Preprocess • pupillometry

Preprocessing of the pupil data can involve up to 5 steps:

Up-Sample pupil data to 1000Hz. pupil_upsample()
Smooth pupil data. pupil_smooth()
Interpolate pupil data. pupil_interpolate()
Baseline Correct pupil data. pupil_baselinecorrect()
Evaluate the amount of missing data per trial. pupil_missing()

1. Up-Sample pupil data to 1000Hz

This is a fairly non-standard preprocessing step advised by Kret and Sjak-Shie (2019).

Up-sampling the data to 1000Hz has some advantages, namely that it makes working with timeseries data a bit easier because you are guaranteed one sample every 1 millisecond. When eye trackers record at a certain frequency, it is not uncommon for data recording to actually fluctuate around that value. For instance, if an eye tracker is sampling at 250Hz there should be exactly one sample every 4 milliseconds. However, it may occasionally skip a cycle and sample at every 5, 6, 7, 8… milliseconds. This can create inconsistent time values between trials in the data (e.g., Trial 1 may have pupil values at 0, 4, 9, and 13 milliseconds relative to stimulus onset but Trial 2 may have pupil values at 0, 5, 10, and 4 milliseconds).

Up-sampling can also increase the temporal resolution and smoothness of the data.

The data can be up-sampled to 1000Hz using pupil_upsample(). Note that this function will simply create the additional rows in the data frame (e.g., original rows: 0, 4, 8… up-sampled rows: 0, 1, 2, 3, 4, 5, 6, 7, 8), and set pupil values for the added rows to missing.
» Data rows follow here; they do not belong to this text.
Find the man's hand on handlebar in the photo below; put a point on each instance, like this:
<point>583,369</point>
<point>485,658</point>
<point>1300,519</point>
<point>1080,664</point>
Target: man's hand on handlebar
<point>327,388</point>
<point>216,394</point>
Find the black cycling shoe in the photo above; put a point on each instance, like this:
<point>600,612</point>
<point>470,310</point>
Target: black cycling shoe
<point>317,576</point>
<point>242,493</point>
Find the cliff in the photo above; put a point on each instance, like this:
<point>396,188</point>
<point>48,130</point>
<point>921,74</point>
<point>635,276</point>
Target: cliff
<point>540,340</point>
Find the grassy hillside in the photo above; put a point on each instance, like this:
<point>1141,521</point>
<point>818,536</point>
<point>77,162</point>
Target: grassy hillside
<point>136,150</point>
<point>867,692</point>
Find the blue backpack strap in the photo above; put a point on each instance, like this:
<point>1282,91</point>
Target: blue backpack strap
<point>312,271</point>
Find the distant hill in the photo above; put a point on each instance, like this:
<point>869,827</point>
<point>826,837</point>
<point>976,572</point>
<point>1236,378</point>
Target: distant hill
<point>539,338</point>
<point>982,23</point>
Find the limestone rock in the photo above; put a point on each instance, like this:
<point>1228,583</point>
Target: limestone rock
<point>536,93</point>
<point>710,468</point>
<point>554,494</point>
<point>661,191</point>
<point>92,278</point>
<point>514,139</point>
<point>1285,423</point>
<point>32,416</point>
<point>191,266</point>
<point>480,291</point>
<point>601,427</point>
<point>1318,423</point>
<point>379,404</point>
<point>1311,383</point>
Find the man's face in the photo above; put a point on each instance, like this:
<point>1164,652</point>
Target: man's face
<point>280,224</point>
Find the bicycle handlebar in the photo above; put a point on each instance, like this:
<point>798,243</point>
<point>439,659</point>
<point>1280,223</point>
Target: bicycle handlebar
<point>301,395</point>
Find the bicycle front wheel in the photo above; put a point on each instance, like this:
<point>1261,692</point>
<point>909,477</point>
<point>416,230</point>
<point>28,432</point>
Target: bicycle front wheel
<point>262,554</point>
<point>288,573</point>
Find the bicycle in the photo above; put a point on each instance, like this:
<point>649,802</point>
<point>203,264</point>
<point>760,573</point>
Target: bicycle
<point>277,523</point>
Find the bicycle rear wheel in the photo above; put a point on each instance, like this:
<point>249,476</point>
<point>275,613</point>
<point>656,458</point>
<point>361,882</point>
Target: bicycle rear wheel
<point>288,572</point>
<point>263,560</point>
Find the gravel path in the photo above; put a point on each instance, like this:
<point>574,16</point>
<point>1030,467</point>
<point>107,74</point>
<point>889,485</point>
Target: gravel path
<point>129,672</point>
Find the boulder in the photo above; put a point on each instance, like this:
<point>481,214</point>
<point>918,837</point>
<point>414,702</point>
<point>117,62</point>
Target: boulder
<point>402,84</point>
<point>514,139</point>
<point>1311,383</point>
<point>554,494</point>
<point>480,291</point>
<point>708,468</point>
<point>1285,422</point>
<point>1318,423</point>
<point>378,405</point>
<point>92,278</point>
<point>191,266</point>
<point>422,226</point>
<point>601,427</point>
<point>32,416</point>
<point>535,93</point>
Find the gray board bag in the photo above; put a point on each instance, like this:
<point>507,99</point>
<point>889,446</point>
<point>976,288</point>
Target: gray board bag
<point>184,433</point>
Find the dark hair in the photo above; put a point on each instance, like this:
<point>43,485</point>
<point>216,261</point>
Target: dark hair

The data can later be filled in when interpolation is performed.

pupil_upsample()

No arguments need to be specified.

2. Smooth the pupil data

Many eye trackers will produce high-frequency signals in the data that are caused by noise in the eye tracker rather than any meaningful signal. It is advisable to reduce this noise as much as possible without reducing the meaningful signal in the data. This process is referred to as smoothing or low-pass filtering.

There are a ton of options for smoothing noisy data. The function pupil_smooth() supports two common ways that have been applied to pupil data.

Moving window average (mwa)
hanning filter (hann)

Both of these methods reduce high-frequency fluctuations in the data and create smoother pupil wave-forms. These can be specified with the type = argument.

The degree to which high-frequency fluctuations are reduced in the data depends on the window size of the functions. The window size can be specified with the n = argument.

pupil_smooth(type = "mwa", n = 51)

You do not want to specify too small of a window size (otherwise you really are not doing any smoothing at all) but certainly not too large of a window size (otherwise you will reduce meaningful signal in the data).

It can be extremely difficult to know what is the ideal window size for your data. You can use the plot and plot_trial arguments to determine what value to set the window size (n) to.

pupil_smooth(type = "mwa", n = 51, plot = TRUE, plot_trial = c(1,2,3,4,5))

To plot all trials use plot_trial = "all"

3. Interpolate the pupil data

It is recommended to smooth the data before interpolation.

You will likely have periods of missing pupil data due to blinks, looking away from the screen, etc. If you want to recover the pupil wave-form it is important to interpolate over those missing values.

Two common interpolation methods that have been used on pupil data are:

linear
cubic-spline

These can be performed with pupil_interpolate()

Linear interpolation is the safest to go with as it basically draws a straight line from one of the missing data to the other end. However, such a straight line is probably not representing the true pupil wave-form. If all you want to do is aggregate pupil size over a period of data (such as in calculating pupil dilation), then linear interpolation is adequate.

However, if you want to perform growth curve analysis to model the actual timeseries pupil data you would like to recover the actual pupil wave-form underlying those missing values. Cubic-spline will attempt to recover a more realistic pupil wave-form. However, it can produce some weird and unlikely pupil wave-forms.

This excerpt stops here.